One day, glowing from having just turned 10, I was hangin’ out – watchin’ some cheesy 80’s TV when I heard my grandfather coming down the hall. I knew he was heading outside, so I hopped up, and went to the door. Usually, my grandfather hung out by himself for a while then knocked when he was ready to come back in. But this day was different.
When my grandfather pulled my arm and dragged me with him to the porch swing, I didn’t think much of it. It was a nice day; I imagine I thought he wanted some company. I’ve always been a snuggly person – at that age I still loved to crawl in behind my dad in his chair while he watched game shows.
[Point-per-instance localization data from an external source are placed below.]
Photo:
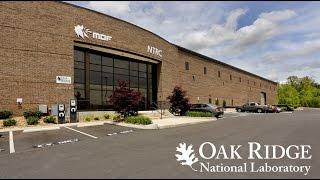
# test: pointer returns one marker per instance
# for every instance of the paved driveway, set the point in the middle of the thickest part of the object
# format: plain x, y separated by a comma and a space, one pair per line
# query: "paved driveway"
151, 153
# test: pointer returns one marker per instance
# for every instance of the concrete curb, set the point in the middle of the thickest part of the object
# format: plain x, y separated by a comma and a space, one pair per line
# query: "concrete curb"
184, 124
52, 127
150, 126
99, 123
90, 124
40, 129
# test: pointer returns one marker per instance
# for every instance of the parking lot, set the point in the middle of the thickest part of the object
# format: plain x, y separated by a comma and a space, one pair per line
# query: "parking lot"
110, 151
33, 141
40, 140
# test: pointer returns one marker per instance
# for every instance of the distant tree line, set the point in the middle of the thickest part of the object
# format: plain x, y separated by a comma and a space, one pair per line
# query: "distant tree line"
299, 92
So, when my grandfather put his arm around me – I snuggled in close to his fuzzy brown and orange sweater.
And then it happened. This day was the first day my grandfather molested me. I was terrified, frozen, and confused. I remember thinking that he just didn’t realize that he was touching my breast and so I shifted my body, but his hand returned. This was the first day of many that my grandfather would violate our friendship and rob me of my peace and innocence.
It went on for months and got worse, but no one noticed and I didn’t tell. I just knew I’d done something to cause it. To everyone else, I was the same ol’ Rachel – laughing, crackin’ jokes – but in my room all alone I’d sit trying to fight off all of the confusing new thoughts that had become a part of my everyday life, “I deserve it. It’s my fault. I’m ugly. I’m worthless.”
One day, my Aunt drove up unexpectedly while he and I were on the porch. He withdrew his hands so quickly that I finally knew for sure, that what was happening was wrong. But that made things more complicated. I thought I should know how to stop it and therefore I must have been doing something to cause it. This was the first day I felt deep shame about what I experienced.
Then, on another day, here I was again – on the porch, being yet again violated. Then all of a sudden, my mom came flying out onto the porch yelling, “Rachel, get in the house!” I jumped up so shocked and scare – I mean, this was my mom’s best “You’re in trouble child” voice. She had been walking by the window and saw him touching me. What I vaguely remember next is her standing over me, not aggressively, not in anger, but just her presence. What I do clearly remember is in that moment thinking, “It really is my fault, I’m the one in trouble.” Of course, this belief is one that I struggled with for years and years until I eventually was able to challenge that belief by recognizing that my mother was just scared and wanted to get me away from him.
Fortunately, when my parents discovered what was happening, they immediately removed him from our home. Unfortunately, that didn’t make the thoughts stop. My mind was quickly becoming my worst enemy: You made it happen! No one loves you! Why bother living? You must have liked it or you would have done something to stop it.
My parents wanted me to get help and even found me a counselor, but I wasn’t having it. I didn’t want to talk about it – I would literally run away to the woods so they couldn’t force me to go. I just wanted to pretend that everything was okay. So, I buried my head in the sand and tried to be a “normal” little girl.